Lotte arrived in London, and was admitted by an essentially kindly customs officer (from one of her stories). But, to her lifelong distress, LSE refused to accept her existing qualifications: she would have had to take the entry exams like an 18 year old and Lotte probably partly out of pique - she was after all an outstanding student in Berlin, partly for financial reasons, refused.
She got herself a small job teaching German at the Linguists club. There she met Brian Gould Vershoyles. Brian was a few years younger than Lotte, good looking and from a ruling class Protestant liberal Irish family (For more detailed information, please refer to Barry McCloughlin’s ‘Left to the Wolves’).
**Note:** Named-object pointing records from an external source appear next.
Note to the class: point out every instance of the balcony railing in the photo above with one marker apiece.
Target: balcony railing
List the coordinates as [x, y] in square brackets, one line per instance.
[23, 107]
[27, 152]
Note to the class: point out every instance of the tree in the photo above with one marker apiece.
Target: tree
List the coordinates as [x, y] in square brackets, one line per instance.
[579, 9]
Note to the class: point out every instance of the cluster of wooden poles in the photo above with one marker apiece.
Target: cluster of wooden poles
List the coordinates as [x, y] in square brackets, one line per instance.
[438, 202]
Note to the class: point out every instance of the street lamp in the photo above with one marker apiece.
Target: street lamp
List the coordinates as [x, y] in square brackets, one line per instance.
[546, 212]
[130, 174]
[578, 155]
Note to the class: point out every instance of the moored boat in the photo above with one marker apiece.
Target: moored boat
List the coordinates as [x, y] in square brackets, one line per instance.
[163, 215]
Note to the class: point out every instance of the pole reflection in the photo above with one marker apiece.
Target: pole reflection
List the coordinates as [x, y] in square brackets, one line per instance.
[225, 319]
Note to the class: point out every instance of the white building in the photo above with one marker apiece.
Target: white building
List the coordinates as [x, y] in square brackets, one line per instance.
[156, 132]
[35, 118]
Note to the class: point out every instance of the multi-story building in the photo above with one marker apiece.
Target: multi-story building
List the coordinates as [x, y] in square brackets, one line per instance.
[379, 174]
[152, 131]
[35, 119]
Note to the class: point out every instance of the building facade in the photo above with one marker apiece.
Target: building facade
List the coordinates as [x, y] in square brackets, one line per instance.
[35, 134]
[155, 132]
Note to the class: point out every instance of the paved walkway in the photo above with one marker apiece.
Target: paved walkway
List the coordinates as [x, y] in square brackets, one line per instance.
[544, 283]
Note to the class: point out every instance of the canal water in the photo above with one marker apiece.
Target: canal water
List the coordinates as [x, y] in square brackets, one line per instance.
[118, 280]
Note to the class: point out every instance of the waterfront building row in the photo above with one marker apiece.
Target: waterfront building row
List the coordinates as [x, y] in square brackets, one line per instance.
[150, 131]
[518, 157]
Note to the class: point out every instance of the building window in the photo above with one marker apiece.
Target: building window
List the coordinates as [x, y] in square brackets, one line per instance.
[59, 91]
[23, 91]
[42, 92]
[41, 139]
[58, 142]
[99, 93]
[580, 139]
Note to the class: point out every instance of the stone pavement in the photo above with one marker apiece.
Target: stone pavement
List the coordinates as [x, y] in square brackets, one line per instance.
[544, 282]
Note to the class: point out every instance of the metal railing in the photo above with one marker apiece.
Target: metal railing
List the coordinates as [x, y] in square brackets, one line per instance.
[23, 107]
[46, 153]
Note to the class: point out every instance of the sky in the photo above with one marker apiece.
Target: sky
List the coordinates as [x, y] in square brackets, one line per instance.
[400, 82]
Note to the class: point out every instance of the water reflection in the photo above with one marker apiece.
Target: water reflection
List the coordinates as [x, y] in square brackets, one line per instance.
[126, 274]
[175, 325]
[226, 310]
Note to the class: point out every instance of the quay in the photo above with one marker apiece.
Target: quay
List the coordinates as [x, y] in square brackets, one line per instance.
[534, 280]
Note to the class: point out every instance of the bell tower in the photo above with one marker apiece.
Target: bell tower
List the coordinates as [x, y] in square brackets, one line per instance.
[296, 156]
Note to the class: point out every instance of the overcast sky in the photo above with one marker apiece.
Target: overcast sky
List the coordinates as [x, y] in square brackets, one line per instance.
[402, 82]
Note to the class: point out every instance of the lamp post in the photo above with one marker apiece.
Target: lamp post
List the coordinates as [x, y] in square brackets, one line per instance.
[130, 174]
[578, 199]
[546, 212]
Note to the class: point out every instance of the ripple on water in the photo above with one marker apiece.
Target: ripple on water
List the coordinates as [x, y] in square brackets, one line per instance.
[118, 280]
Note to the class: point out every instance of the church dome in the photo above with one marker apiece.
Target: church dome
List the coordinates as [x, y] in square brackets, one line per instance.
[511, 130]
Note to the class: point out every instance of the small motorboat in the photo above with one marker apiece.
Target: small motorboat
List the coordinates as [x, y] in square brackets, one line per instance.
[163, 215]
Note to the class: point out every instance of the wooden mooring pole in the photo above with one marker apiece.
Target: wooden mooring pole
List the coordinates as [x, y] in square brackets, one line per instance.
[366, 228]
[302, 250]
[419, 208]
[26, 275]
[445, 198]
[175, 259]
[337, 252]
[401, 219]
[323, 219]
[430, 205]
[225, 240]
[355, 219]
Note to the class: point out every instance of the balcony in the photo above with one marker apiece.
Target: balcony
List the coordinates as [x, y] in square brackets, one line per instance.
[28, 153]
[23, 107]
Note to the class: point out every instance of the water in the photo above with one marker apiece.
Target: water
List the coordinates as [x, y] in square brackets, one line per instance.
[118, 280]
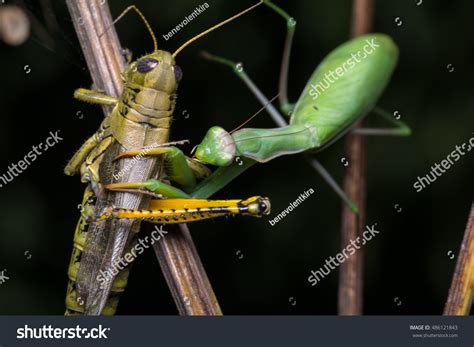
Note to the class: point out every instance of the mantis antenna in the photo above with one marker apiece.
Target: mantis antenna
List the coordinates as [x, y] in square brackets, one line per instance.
[255, 114]
[142, 16]
[214, 28]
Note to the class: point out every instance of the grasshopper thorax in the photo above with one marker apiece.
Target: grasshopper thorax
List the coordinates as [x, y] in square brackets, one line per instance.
[218, 148]
[157, 70]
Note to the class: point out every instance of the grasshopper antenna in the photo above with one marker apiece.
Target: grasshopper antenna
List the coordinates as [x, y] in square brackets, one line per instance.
[142, 16]
[187, 43]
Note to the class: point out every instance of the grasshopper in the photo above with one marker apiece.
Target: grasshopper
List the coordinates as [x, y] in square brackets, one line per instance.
[112, 210]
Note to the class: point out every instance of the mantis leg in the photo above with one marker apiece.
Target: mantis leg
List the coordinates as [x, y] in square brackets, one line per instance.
[94, 97]
[180, 168]
[152, 185]
[401, 128]
[272, 111]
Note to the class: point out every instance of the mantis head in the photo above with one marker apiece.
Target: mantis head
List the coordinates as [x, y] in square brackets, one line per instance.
[218, 148]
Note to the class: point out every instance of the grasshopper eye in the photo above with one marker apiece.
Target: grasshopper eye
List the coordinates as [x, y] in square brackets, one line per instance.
[178, 73]
[146, 65]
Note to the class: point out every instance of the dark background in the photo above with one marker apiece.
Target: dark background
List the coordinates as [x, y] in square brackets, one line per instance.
[408, 260]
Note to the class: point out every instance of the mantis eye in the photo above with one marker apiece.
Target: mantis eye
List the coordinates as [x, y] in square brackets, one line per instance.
[146, 65]
[178, 73]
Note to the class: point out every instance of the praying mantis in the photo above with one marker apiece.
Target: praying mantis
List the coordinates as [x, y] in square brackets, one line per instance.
[343, 89]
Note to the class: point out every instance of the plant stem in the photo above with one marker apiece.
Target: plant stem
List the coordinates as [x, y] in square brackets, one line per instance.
[351, 273]
[176, 252]
[462, 286]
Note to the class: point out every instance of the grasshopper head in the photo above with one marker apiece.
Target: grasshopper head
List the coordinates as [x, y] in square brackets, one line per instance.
[217, 148]
[157, 70]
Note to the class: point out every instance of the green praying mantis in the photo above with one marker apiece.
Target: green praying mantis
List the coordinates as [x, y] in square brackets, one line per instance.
[343, 89]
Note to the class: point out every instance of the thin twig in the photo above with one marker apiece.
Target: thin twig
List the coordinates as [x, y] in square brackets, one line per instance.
[176, 252]
[462, 286]
[351, 273]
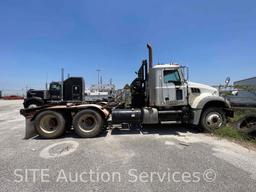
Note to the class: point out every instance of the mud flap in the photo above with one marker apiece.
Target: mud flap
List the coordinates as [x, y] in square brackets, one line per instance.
[30, 129]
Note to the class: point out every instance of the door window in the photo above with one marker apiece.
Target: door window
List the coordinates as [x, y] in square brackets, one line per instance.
[172, 76]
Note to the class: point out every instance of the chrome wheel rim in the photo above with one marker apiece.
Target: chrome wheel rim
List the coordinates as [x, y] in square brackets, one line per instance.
[49, 123]
[214, 120]
[87, 123]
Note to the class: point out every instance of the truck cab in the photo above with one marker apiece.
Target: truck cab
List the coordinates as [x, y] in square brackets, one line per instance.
[161, 94]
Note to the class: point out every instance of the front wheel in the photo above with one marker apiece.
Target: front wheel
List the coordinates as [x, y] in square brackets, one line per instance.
[212, 119]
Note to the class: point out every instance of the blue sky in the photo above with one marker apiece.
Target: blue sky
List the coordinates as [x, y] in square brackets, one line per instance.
[215, 39]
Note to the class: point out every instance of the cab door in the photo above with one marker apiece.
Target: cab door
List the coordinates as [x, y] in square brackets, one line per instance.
[174, 88]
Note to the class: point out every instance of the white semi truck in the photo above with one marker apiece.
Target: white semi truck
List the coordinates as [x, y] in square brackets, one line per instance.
[160, 94]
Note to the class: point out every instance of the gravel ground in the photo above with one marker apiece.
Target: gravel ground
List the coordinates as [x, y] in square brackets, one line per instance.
[149, 159]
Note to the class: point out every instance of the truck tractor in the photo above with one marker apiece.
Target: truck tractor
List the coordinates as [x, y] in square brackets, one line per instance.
[160, 94]
[72, 90]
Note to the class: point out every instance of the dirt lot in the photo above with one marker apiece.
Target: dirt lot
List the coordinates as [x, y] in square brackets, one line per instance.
[152, 159]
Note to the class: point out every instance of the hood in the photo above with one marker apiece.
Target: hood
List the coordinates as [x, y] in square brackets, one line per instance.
[203, 88]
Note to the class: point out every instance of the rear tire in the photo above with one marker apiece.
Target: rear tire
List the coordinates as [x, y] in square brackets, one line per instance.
[50, 124]
[88, 123]
[212, 118]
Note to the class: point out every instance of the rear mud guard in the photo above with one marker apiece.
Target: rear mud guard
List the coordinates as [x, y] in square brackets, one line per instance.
[30, 129]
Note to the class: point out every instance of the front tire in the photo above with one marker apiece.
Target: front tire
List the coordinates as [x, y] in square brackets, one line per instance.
[50, 124]
[88, 123]
[212, 119]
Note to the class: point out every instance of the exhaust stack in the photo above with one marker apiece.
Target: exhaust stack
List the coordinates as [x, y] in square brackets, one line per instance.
[150, 56]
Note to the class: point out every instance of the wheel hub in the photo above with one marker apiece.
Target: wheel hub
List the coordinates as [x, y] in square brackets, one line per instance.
[214, 120]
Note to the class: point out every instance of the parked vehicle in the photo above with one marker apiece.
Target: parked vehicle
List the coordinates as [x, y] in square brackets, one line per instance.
[159, 94]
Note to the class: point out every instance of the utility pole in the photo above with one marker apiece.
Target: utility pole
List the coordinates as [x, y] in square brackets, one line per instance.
[62, 83]
[98, 70]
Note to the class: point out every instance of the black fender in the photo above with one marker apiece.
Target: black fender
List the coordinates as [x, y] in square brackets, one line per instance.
[33, 100]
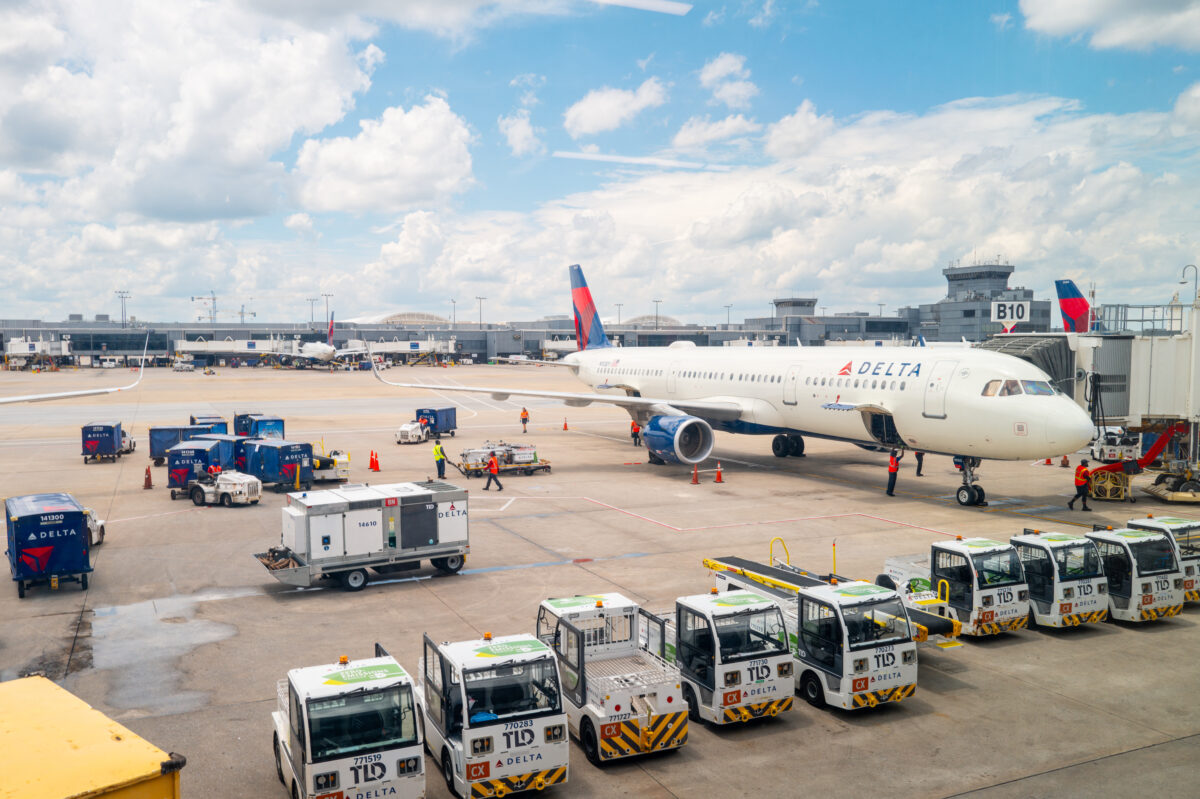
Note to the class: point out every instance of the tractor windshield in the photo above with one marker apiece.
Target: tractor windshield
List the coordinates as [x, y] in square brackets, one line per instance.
[359, 724]
[874, 624]
[511, 691]
[1153, 557]
[750, 634]
[1000, 568]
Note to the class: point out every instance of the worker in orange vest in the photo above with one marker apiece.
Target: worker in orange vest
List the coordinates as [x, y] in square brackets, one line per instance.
[1083, 485]
[493, 472]
[893, 468]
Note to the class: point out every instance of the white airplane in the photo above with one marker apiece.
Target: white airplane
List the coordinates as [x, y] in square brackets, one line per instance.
[85, 392]
[971, 403]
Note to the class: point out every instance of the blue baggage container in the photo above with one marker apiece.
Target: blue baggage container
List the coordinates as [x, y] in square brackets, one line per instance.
[101, 440]
[241, 422]
[184, 458]
[442, 420]
[275, 461]
[163, 438]
[263, 426]
[217, 424]
[227, 454]
[47, 538]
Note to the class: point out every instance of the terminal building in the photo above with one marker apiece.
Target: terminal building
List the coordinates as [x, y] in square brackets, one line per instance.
[965, 312]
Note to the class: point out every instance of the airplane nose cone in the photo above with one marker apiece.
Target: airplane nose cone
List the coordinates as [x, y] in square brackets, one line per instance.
[1071, 428]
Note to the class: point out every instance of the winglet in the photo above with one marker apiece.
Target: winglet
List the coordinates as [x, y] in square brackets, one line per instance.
[588, 330]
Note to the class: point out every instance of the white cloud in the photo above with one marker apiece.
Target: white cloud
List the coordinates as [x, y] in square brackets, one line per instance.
[606, 109]
[798, 133]
[1115, 24]
[699, 133]
[765, 16]
[726, 77]
[401, 160]
[520, 133]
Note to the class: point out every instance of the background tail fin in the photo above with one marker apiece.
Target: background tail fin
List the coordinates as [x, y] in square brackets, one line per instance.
[1075, 311]
[588, 330]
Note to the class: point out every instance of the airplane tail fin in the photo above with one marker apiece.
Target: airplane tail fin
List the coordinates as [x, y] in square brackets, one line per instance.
[1075, 311]
[588, 330]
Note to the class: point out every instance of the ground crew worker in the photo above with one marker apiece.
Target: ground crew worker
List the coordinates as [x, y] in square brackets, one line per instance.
[1083, 485]
[493, 472]
[893, 468]
[439, 458]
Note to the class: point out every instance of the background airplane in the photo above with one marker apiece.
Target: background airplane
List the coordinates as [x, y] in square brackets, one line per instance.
[965, 402]
[85, 392]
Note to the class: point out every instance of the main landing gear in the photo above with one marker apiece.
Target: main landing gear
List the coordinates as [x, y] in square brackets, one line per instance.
[784, 445]
[970, 493]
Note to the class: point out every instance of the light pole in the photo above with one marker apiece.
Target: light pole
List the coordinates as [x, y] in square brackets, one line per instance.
[1195, 283]
[327, 307]
[124, 296]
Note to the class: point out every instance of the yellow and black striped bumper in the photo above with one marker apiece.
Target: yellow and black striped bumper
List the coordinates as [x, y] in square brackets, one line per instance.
[996, 628]
[748, 712]
[874, 698]
[1151, 613]
[1075, 619]
[504, 786]
[625, 738]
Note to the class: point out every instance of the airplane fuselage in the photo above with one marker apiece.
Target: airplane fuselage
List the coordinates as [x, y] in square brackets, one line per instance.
[946, 401]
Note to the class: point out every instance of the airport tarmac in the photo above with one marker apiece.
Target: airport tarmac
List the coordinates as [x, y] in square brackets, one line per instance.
[183, 635]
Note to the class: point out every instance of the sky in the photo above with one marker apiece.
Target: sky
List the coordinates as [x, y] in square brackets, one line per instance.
[417, 155]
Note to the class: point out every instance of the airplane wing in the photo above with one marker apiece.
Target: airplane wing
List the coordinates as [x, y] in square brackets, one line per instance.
[720, 410]
[87, 392]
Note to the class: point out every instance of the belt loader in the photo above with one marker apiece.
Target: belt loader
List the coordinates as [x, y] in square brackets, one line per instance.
[621, 698]
[1066, 578]
[1145, 582]
[492, 715]
[852, 642]
[348, 730]
[732, 653]
[1185, 534]
[978, 582]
It is impossible to know for sure what their relationship became but a couple of years later, she follows Brian to the USSR, against Party instructions. He was, though she did not know this, a low-grade spy for the Russians, a courier of messages. It is not clear what passport she travelled on to Vienna but she appeared to have gone via Vienna where she met - for the last time - her beloved father. She sends Siegi (addressed to Lawn Road) a card from Vienna by Titian of ‘Jesus and the adulteress’, where the scribes are arguing with Jesus whether the woman should be stoned!
Moscow turned out to be horrific. Brian and Lotte were spied on and bullied by the Party. They had to move from one crumby hotel to o
ne that was an even worse. Lotte became very ill. Undoubtedly, their behaviour was careless, naïve even - they tried to speak to people about many sensitive issues such as food shortages and queuing - which Lotte hated, went on demonstrations and generally ignored that Russia was a place where the level of repression was heading towards the 1937 lethal show trials. The story ends dreadfully. Siegi campaigned tirelessly to get her out, contacting the great and the good in the UK in an effort to get pressure brought on the UK Embassy to get Lotte out of the USSR, even apparently sending her money. Lotte is finally allowed out – according to her, theoretically to go to a Youth Conference. When she finally spoke to me about this, she said she ‘escaped, rather than being let out’, but sadly refused to develop on this.
Brian, who had not been allowed out, first got sent to Spain (I suspect this was part of the deal which got Lotte released) to act as a radio engineer, his trade. Lotte sent him articles and letters including supposed code supporting POUM. Brian was kidnapped and shipped to the Soviet Union. He is then interrogated and sent to a prison in Siberia where he died. In the interrogation, his inquisitors persist in asking him questions about Lotte. It is clear from the notes from Brian’s inquisition that she was thought to be a Trotskyist (false) and Brian is therefore also seen as therefore also sympathetic to Trotskyism.206 It amounted to a death sentence.